The façade is thus a fundamental tool and method of creation, the curtain on Divine reality which man is called upon to throw open.

G‑d shared with us the power to heal, and even to create (by reproducing), not to lead us on, but to prod us to recognize that nature is really nurtured by G‑d himself.

We show our appreciation for these gifts of G‑d when we pull the curtain on G‑d's show, promoting and presenting it to the widest audience possible.

Healing, Not Despair

This brings us to our final point, expressed by the Rebbe in a letter to someone who was ill.

"Surely you are aware of the comment of many of our great Rebbes on the ruling of the Sages – "'He shall provide for his cure'; from these words we derive that physicians have been granted permission to heal" – that the only mandate that doctors have been granted is to heal [and not to induce despair].10"

As the following story suggests, the physician's domain is diagnosis, not prognosis.

A young girl once went along with her grandparents to meet the Rebbe.
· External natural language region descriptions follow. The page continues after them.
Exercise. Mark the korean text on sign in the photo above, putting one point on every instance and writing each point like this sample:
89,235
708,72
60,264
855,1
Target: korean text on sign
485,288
During their meeting, she asked the Rebbe for a blessing for her eyesight, as her optometrist had told her that her vision was poor and would continue to weaken. "Who said?" the Rebbe asked. She repeated what the doctor had said. "Who said?" the Rebbe asked her again. Thinking that the Rebbe had not heard her, she repeated the doctor's prognosis a third time. When the Rebbe asked her once more, "Who said?" she understood what the Rebbe was implying and remained silent. The Rebbe then gave her a blessing.

(Thank G‑d the girl's vision never worsened, and her prescription never altered.)

Consider this related anecdote:

A man once wrote a letter to the Rebbe. In the letter he mentioned the prediction of a meteorologist. While writing the letter, he struggled to come up with a Yiddish term for meteorologist. He finally decided on "the weather navi [prophet]."

In the Rebbe's response, he highlighted the word "navi" and quoted a Talmudic passage11 which reads, "After Rebi's passing, prophecy ceased to exist in the world…"

In sum, doctors (and all experts, for that matter), are neither judges nor prophets; they may present their findings, but ultimately it is G‑d who presides over the future.

What's in It for Me?

The Rebbe advises a patient: "It is clear that a physical ailment needs to be treated by improving one's spiritual health as well12. When one improves the vitality of the soul, this has the effect of improving the vitality of the body and aids in the effectiveness of the medical treatment…13"

The Rebbe advises a doctor: "I am sure that you follow the practice of many G‑d fearing doctors, in advising patients who seek your advice regarding a health problem that it is appropriate to also effect a healing of the soul…14"

That just about that sums it all up.